We can generalise that to \(n\) dimensions with this formula,
\[
l = \sum_{i = 0}^{n - 1} \left(\prod_{j = i + 1}^{n - 1} s_j\right) c_i \,.
\]
Some languages (pretty much any language with a focus on maths and science), start indexing their arrays at \(1\).
Converting from Cartesian indices to a linear index in these languages requires you to remove \(1\) from each Cartesian index, and add \(1\) to the final linear index,
\[
l = 1 + \sum_{i = 1}^n \left(\prod_{j = i + 1}^n s_j\right) (c_i - 1) \,.
\]
It's also useful to think about how you might do this if you could have a different starting index for each dimension (Fortran, for example, allows you to do this), but I'll leave that one for you to ponder.
Finally we are done for today!
There are still many, many, many topics to cover regarding dense arrays, and even more regarding the various ways you can represent sparse arrays.
This can be a difficult topic to get your head around when you first encounter it, so take some time to mull over it and practice creating some data arrays.
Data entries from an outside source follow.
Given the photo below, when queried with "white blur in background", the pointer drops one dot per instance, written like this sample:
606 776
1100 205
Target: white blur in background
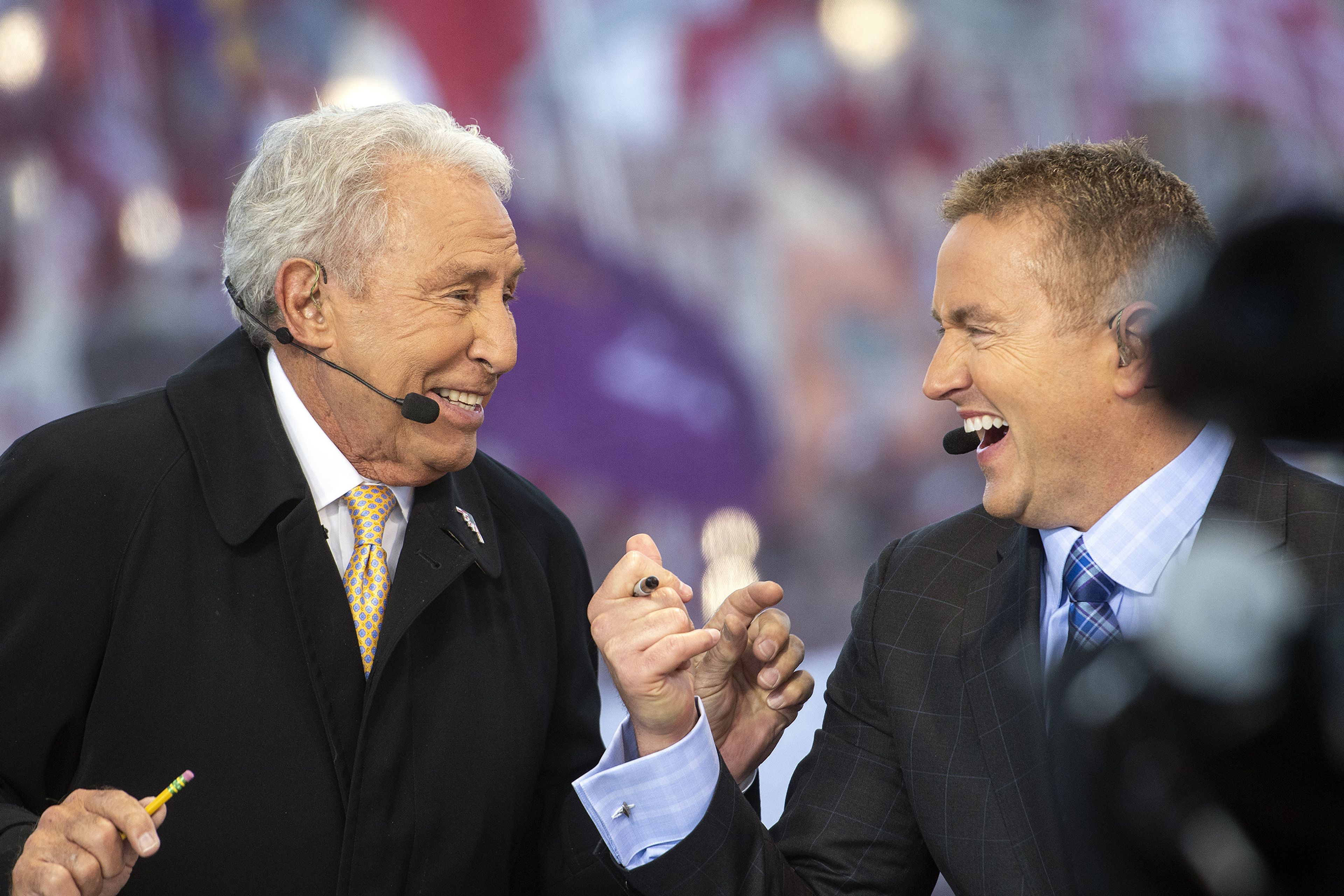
729 542
150 225
23 49
866 34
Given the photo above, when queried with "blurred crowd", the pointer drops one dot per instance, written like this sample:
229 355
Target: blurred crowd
729 211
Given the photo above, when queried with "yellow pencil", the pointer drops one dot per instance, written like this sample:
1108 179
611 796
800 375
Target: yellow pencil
167 793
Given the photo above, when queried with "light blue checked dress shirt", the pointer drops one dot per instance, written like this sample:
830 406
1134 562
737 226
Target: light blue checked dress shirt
1140 542
667 792
1144 536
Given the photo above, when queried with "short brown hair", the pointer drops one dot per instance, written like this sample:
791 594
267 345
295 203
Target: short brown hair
1116 213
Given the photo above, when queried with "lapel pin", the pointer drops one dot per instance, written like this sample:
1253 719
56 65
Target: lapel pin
471 522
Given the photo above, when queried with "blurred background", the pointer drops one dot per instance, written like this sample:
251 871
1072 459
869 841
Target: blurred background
729 211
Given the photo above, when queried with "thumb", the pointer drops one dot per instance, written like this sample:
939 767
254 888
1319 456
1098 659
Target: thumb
717 664
644 544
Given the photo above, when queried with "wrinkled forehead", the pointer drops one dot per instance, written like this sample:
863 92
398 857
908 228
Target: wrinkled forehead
990 270
449 224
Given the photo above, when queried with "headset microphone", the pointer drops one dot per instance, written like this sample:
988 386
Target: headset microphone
959 441
414 406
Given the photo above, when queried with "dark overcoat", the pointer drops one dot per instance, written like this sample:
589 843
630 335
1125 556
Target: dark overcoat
168 601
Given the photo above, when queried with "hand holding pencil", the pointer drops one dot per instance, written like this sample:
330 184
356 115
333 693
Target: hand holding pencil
91 843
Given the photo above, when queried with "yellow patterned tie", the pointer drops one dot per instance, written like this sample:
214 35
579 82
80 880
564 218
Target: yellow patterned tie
368 578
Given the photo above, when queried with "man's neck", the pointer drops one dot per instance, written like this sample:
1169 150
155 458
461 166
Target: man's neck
1143 453
303 375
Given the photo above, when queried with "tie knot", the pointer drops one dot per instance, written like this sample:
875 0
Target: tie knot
1084 579
370 506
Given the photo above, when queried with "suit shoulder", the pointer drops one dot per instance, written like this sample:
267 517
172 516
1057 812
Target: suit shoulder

Then, when you've got a handle on these topics, come back here and I'll teach you about column-major arrays, strided arrays, and more!
Footnotes
-
⤶
With fancy output because this site is built with Julia 😇
-
⤶
Except NumPy, which only uses them as a convenient syntax for defining array literals that are then converted into a better representation.
-
⤶
Literally the only use case I can even think of for Iliffe vectors is if you have an array where the size of some dimension varies in an irregular way, and even then it's probably indicative of a suboptimal data layout.
-
⤶
Technically in practice it'll be pointers, not arrays, but I really don't want to have to explain pointers to people... Maybe in a later post.
-
⤶
There will often be a third to account for strided arrays, but that is something I want to cover in a later post.
-
⤶
Remember we're only talking about row-major arrays in this post.
-
⤶
I think this is a term only used by the Julia lot, but I also don't know of any other term for the same thing so ¯\_(ツ)_/¯
-
⤶
Again by the Julia lot, but the best alternative I've managed to find is "indexing with a single index" which is 🤢
-
⤶
Don't read too much into why it's red, it was just the colour that showed up best.